Essa discussão dos dois meninos mostra o uso da repetição da palavra (casaram/casarão) com diferentes entonações enquanto resolvem a tarefa. Ao repetirem, estão também justificando e negociando o significado dado à palavra dita. É interessante perceber como eles vão identificando diferentes significados na própria discussão: casarão como uma "casa bem grandona" e casarão como flexão do verbo casar. Ao conjugá-lo, Quintino se dá conta dessa possibilidade de significado diferente daquele que havia empregado inicialmente, afirmando: "É, pode ser". É possível observar como, de uma discussão inicial sobre ortografia, emerge a possibilidade de novos significados para a palavra em foco. Desse modo, a repetição das palavras auxilia o pensamento e tem uma função importante na resolução da tarefa.

No caso das tarefas de linguagem, consideramos como estratégias específicas os modos de mediação característicos das formas de construir interpretações de textos e de resolver problemas com conteúdo lingüístico. Assim, identificamos nesta categoria: acentuação de palavras ou de conteúdos específicos para dar relevância ao texto; silabação; generalização de conceitos; leitura conjunta e síntese do texto construído. Estas estão também permeadas pelas estratégias de uso geral (repetição, complementação, negociação de significado e sentido, etc.), mencionadas acima.

O excerto dos diálogos abaixo explicita que, ao acentuar palavras ou expressões, a linguagem orienta o pensamento em construção e cria o espaço de negociação que acontece no plano intersubjetivo, possibilitando reconstruções intrapsíquicas. A tarefa consistia na interpretação de estilos narrativos constantes num texto do livro didático.
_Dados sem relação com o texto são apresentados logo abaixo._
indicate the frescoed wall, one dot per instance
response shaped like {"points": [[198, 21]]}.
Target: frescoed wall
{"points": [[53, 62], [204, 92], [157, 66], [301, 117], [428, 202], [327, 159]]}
Excerto nº 2 – tarefa de linguagem: interpretação de texto (turma da manhã)

Nara: vou colocar um cadáver...

Quintino: (fala ironicamente para Nara). Estilo interjetivo!? Um cadáver? (Repete, dando uma entonação acentuada à expressão). Peraê, raciocina, raciocina comigo: estilo interjetivo. Um cadáver? É, pode ser!

Nara: pode não menino! Tá perguntando aqui... (procura no texto do livro)

Gilberto cantarola.

Nara: (lendo) – Observe que em cada estilo o mesmo quadro é ilustrado de uma forma diferente. Leia o texto e escreva quem ou como.

Quintino: com quem ou com que o narrador está preocupado nos seguintes estilos!? (Explicando para os colegas com um tom bem enfático).

Gilberto: com a pessoa (respondendo).

Quintino: com a pessoa que tá fazendo a história! Que tá fazendo, ô...(corrigindo). Com a pessoa que está na história! (Faz uma expressão facial como se estivesse descobrindo algo). Eu acho que já sei como a gente pode fazer. Sabe como? Pegar um dicionário e ver o que tem em interjetivo. E aqui (referindo-se ao que está indicado no livro), colorido. Estilo colorido: estilo alegre, ê (entusiasmado como se tivesse descoberto a resposta).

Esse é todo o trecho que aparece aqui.